Children's Ideas for the Design of AAC Assistive Technologies for Young Children With Complex Communication NeedsBy Light, Janice; Page, Rebecca; Curran, Jennifer; Pitkin, Laura; Augmentative and Alternative Communication (AAC), Vol. 23, No. 4, pp. 274-287
Publication Date: December 2007
Study examined children’s preferences and priorities for the design of assistive technologies to enhance communication for children with complex communication needs. Six fourth-graders without disabilities, 3 boys and 3 girls 10 years of age, were divided into two teams, provided with drawing and craft materials and asked to develop prototypes of inventions to support the communication of a young boy who used a wheelchair, was unable to speak and had limited use of his hands.
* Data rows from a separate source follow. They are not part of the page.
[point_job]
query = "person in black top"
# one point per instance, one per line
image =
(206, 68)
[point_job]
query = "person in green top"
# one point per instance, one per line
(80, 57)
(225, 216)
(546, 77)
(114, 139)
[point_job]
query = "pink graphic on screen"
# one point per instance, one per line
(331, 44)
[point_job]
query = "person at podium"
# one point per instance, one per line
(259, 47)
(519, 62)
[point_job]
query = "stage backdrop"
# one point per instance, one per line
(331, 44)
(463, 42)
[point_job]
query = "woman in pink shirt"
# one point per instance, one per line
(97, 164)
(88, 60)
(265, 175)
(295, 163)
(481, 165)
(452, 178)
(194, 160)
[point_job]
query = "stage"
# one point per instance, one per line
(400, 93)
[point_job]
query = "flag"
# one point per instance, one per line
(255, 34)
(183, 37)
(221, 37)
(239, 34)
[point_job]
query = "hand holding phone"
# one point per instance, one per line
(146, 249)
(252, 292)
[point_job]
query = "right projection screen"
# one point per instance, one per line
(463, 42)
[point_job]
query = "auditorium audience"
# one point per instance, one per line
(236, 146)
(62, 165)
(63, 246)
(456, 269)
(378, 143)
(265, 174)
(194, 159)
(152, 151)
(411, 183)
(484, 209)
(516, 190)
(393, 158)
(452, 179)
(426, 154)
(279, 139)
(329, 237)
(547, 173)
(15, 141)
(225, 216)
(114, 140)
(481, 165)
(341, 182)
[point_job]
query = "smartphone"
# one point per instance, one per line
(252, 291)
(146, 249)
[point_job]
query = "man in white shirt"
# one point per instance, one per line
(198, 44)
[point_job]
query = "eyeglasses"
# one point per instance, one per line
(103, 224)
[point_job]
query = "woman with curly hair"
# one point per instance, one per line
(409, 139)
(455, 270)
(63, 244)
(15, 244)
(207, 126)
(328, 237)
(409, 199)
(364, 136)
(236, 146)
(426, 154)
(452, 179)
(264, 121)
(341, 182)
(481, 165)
The design process and the inventions were analyzed using qualitative methods. Results showed that the children’s inventions differed significantly from the designs of current AAC technologies. The inventions integrated multiple functions, e.g. communication, social interaction, companionship, play, artistic expression, and telecommunication, and provided dynamic contexts to support social interactions with others, especially peers. The children characterized the systems as companions and utilized innovative names (Mind O’Matic 2000; Curly Bob), bright colors, lights, transformable shapes, popular themes, humor, and amazing accomplishments, such as hitting a home run, to capture interest, enhance appeal, build self-esteem, and establish a positive social image. The systems were easily personalized to reflect the user’s age, personality, interests, and preferences. Implications for the design of AAC technologies and future research and development are discussed.